BRUSSELS, Belgium—Nearly two years to the day after Ukraine and the European Union first initialed an agreement promising greater trade and political ties, both parties signed the pact last week in a move meant to bolster the nascent pro-Western government in Kiev. But as Russia settles into Crimea, putting an end to the post-Cold-War assumption that European borders would forever more be unalterable by force, the mood in Brussels has darkened.

The adoption of the Ukraine-European Union Association Agreement was a priority for Ukraine’s new leadership, which came to power last month after massive protests forced former President Viktor Yanukovych from office. It was his last-minute decision to scrap the Association Agreement last November that sparked the months-long demonstrations, which pressured Yanukovych into fleeing the country.

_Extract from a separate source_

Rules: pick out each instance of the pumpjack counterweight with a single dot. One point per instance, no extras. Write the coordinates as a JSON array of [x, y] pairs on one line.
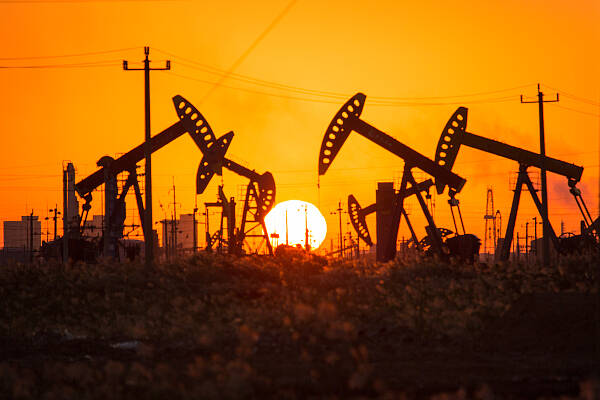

The agreement is intended to shore up the fragile Ukrainian government that replaced Yanukovych. It has been under ferocious pressure from Moscow, which annexed the Ukrainian region of Crimea and has sent agents into Donetsk and other major cities in the eastern part of the country to stir up trouble while keeping the Russian army poised for an outright invasion if or when Russian President Vladimir Putin decides the time is right.

The response of Washington and Brussels so far? Limited sanctions targeting leading figures from Putin’s inner circle as well as some pro-Russian Ukrainians. But given the enormity of Putin’s actions thus far, some worry that neither of these moves will be enough to deter further Russian aggression, never mind persuade Moscow to reverse course.

Indeed, at a summit in The Hague on Monday, U.S. President Barack Obama will have a hard time persuading the French to give up huge defense contracts with Russia, the Germans to compromise their supplies of natural gas, or the British to lose, potentially, hundreds of billions of pounds that Russians have brought to the City of London.

“These helpless and hopeless sanctions have zero influence,” said Vasyl Filipchuk, a former Ukrainian official who worked on EU integration matters. He told the Brussels Forum, a security conference sponsored by the German Marshall Fund, that Russia “violated the global order” and should face stronger punishment. Moscow should be stripped of its permanent veto-wielding seat on the Security Council, he said, and expelled from the Council of Europe, a multinational body that oversees the European Court on Human Rights. “There are plenty of other things we can do to stop this aggression,” Filipchuk. “If we don’t do it today, they will attack Donetsk.”

Kurt Volker, who served as the American Ambassador to NATO during Russia’s 2008 invasion of Georgia, said that the North Atlantic military alliance should be part of a coordinated Western response to the events in Ukraine. Ukraine is not a member of NATO, so NATO is under no obligation to defend it under Article 5 of its charter, which stipulates that an attack on one member of the alliance is an attack on all. Yet that should not stop NATO from using its resources to dissuade further Russian aggression, Volker said. “We need to think of not just imposing costs,” as sanctions are intended to do, “but being willing to rise to the challenge, in order to deter Russia from taking further steps [to destabilize Ukraine],” he said. Volker has specifically called for the deployment of NATO ground forces to member states bordering Ukraine.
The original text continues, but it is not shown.